Ces facteurs ont donc tendance de réduire la croissance potentielle. Les faibles gains de productivité, générés par la révolution du digitale et des réseaux constituent, par ailleurs, un élément à prendre en compte. On voit des objets connectés et du big data partout sauf dans les statistiques économiques pour paraphraser Robert Solow (Prix Nobel d’Economie.)

 

Les 3 000 qui font en partie la France

L’INSEE a réalisé une étude sur les 3000 entreprises représentant le cœur de l’économie française. Les entreprises concernées interviennent dans le secteur marchand mais l’INSEE a exclu de son champ d’investigation les secteurs agricole et financier ce qui est regrettable compte tenu du poids important de ces deux secteurs au sein de notre économie.

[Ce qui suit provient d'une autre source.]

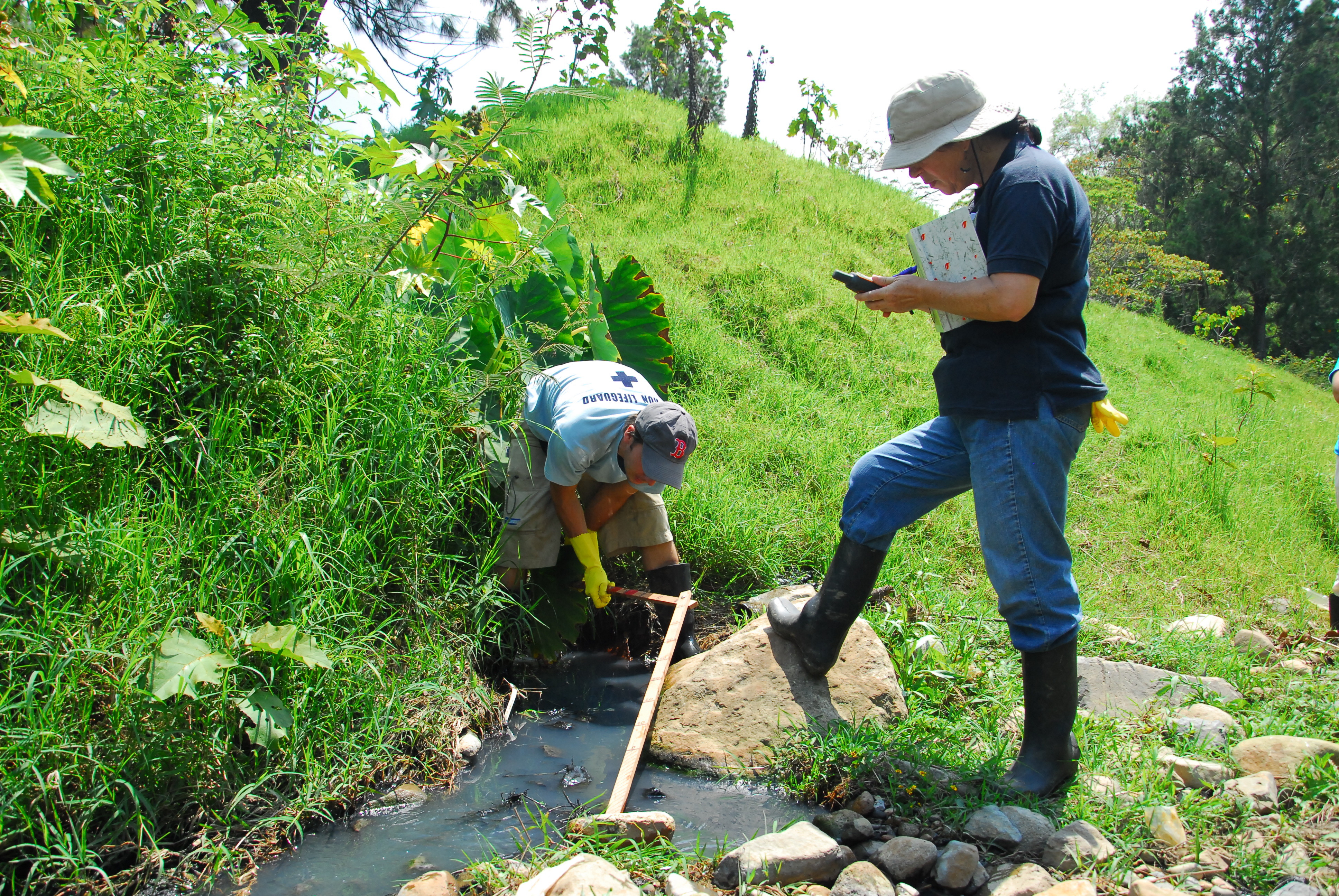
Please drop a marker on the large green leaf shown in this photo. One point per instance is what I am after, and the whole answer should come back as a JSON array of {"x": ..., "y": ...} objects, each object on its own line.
[
  {"x": 268, "y": 715},
  {"x": 598, "y": 327},
  {"x": 288, "y": 642},
  {"x": 638, "y": 322},
  {"x": 183, "y": 662},
  {"x": 539, "y": 312},
  {"x": 89, "y": 428}
]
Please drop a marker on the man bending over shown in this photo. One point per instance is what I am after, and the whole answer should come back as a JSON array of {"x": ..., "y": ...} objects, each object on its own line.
[{"x": 595, "y": 452}]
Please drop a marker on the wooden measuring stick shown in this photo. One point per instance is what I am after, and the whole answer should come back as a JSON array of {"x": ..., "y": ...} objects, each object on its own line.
[
  {"x": 632, "y": 757},
  {"x": 647, "y": 597}
]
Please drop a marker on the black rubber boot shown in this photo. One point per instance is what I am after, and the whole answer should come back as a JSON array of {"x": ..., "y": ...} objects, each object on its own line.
[
  {"x": 674, "y": 580},
  {"x": 1049, "y": 756},
  {"x": 820, "y": 629}
]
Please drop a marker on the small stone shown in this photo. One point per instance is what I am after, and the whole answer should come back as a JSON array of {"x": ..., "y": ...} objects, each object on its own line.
[
  {"x": 957, "y": 864},
  {"x": 1260, "y": 788},
  {"x": 1074, "y": 844},
  {"x": 436, "y": 883},
  {"x": 1165, "y": 825},
  {"x": 1034, "y": 827},
  {"x": 846, "y": 827},
  {"x": 1149, "y": 888},
  {"x": 1281, "y": 753},
  {"x": 801, "y": 852},
  {"x": 1193, "y": 773},
  {"x": 1026, "y": 879},
  {"x": 1295, "y": 860},
  {"x": 1253, "y": 643},
  {"x": 468, "y": 747},
  {"x": 1210, "y": 715},
  {"x": 1207, "y": 732},
  {"x": 1297, "y": 888},
  {"x": 580, "y": 876},
  {"x": 993, "y": 828},
  {"x": 638, "y": 827},
  {"x": 904, "y": 859},
  {"x": 863, "y": 879},
  {"x": 681, "y": 886},
  {"x": 863, "y": 805},
  {"x": 1199, "y": 626},
  {"x": 1077, "y": 887}
]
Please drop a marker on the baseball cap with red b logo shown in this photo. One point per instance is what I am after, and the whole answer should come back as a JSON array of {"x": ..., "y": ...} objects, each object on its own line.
[{"x": 669, "y": 436}]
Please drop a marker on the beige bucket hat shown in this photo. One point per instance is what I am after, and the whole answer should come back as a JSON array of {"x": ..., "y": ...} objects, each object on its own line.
[{"x": 936, "y": 110}]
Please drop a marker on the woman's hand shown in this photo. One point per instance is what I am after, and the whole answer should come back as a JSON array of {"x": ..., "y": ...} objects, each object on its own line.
[
  {"x": 1001, "y": 297},
  {"x": 896, "y": 295}
]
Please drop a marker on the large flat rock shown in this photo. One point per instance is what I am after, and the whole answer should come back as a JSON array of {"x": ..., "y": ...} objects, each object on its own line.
[
  {"x": 1123, "y": 689},
  {"x": 725, "y": 709}
]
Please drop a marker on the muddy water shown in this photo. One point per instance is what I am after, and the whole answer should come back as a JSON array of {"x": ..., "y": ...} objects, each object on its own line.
[{"x": 567, "y": 749}]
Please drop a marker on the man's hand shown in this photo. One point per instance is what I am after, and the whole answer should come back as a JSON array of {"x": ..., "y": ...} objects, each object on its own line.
[
  {"x": 1107, "y": 417},
  {"x": 588, "y": 552}
]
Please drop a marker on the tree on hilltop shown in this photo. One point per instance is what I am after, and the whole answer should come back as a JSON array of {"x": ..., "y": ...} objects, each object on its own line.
[{"x": 1240, "y": 164}]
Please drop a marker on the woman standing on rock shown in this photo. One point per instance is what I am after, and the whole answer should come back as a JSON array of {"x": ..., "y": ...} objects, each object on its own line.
[{"x": 1015, "y": 395}]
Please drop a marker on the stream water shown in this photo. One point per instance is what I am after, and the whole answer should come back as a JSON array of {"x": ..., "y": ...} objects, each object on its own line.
[{"x": 578, "y": 728}]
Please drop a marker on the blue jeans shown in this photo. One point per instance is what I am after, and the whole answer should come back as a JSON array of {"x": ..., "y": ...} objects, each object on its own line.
[{"x": 1018, "y": 472}]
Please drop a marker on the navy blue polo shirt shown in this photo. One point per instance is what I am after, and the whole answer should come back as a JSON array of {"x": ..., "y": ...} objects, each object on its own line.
[{"x": 1032, "y": 217}]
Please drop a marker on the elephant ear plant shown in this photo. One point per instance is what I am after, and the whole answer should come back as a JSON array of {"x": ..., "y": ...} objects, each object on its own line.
[{"x": 181, "y": 662}]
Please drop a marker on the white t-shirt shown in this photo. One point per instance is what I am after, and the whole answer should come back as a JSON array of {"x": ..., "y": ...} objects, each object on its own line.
[{"x": 582, "y": 410}]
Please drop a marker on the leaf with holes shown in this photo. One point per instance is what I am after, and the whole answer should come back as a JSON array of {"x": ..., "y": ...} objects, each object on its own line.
[
  {"x": 638, "y": 322},
  {"x": 268, "y": 715},
  {"x": 211, "y": 625},
  {"x": 184, "y": 661},
  {"x": 288, "y": 642},
  {"x": 25, "y": 325},
  {"x": 85, "y": 427}
]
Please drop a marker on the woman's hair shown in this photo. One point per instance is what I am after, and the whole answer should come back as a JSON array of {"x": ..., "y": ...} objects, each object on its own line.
[{"x": 1018, "y": 125}]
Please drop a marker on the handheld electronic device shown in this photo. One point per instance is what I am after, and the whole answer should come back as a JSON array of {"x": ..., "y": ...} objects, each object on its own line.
[{"x": 856, "y": 283}]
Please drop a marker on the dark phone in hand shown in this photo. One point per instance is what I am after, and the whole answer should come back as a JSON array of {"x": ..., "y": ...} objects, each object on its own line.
[{"x": 855, "y": 282}]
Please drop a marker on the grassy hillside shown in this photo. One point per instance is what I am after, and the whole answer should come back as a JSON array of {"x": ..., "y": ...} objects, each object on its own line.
[{"x": 791, "y": 382}]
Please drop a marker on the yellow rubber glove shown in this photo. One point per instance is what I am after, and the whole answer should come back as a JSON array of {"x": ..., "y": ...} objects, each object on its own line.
[
  {"x": 588, "y": 552},
  {"x": 1107, "y": 417}
]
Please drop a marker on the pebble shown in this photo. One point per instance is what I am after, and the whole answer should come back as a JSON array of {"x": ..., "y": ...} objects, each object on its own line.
[
  {"x": 863, "y": 805},
  {"x": 1165, "y": 825},
  {"x": 1034, "y": 827},
  {"x": 1253, "y": 643},
  {"x": 1262, "y": 789},
  {"x": 863, "y": 879},
  {"x": 1080, "y": 843},
  {"x": 846, "y": 827},
  {"x": 1281, "y": 753},
  {"x": 1026, "y": 879},
  {"x": 993, "y": 828},
  {"x": 906, "y": 859},
  {"x": 1200, "y": 626},
  {"x": 468, "y": 747},
  {"x": 957, "y": 864},
  {"x": 1207, "y": 732}
]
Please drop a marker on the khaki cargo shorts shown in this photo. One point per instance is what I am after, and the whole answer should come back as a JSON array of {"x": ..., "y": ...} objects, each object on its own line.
[{"x": 533, "y": 533}]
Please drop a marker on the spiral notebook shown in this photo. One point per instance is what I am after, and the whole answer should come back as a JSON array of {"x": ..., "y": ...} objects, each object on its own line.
[{"x": 947, "y": 250}]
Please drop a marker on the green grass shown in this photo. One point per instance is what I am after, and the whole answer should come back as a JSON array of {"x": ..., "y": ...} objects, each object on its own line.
[
  {"x": 789, "y": 386},
  {"x": 318, "y": 475}
]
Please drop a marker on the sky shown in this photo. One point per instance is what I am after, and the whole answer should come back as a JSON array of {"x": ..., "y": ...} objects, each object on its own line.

En 2013, les 3,3 millions d’entreprises françaises du secteur marchand  réalisent une valeur ajoutée de 986 milliards d’euros, soit plus de la moitié de la valeur ajoutée de l’ensemble de l’économie. Les 3 000 premières entreprises sont à l’origine de 52 % de la valeur ajoutée des secteurs principalement marchands (509 milliards d’euros), soit près d’un quart du produit intérieur brut. Elles sont à l’origine de83 % des exportations, de 70 % de l’investissement et de 58 % de l’excédent brut d’exploitation du champ. Elles emploient 5,1 millions de salariés en équivalent temps plein soit 43 % des salariés de ces secteurs et près de 20 % de l’emploi total en France.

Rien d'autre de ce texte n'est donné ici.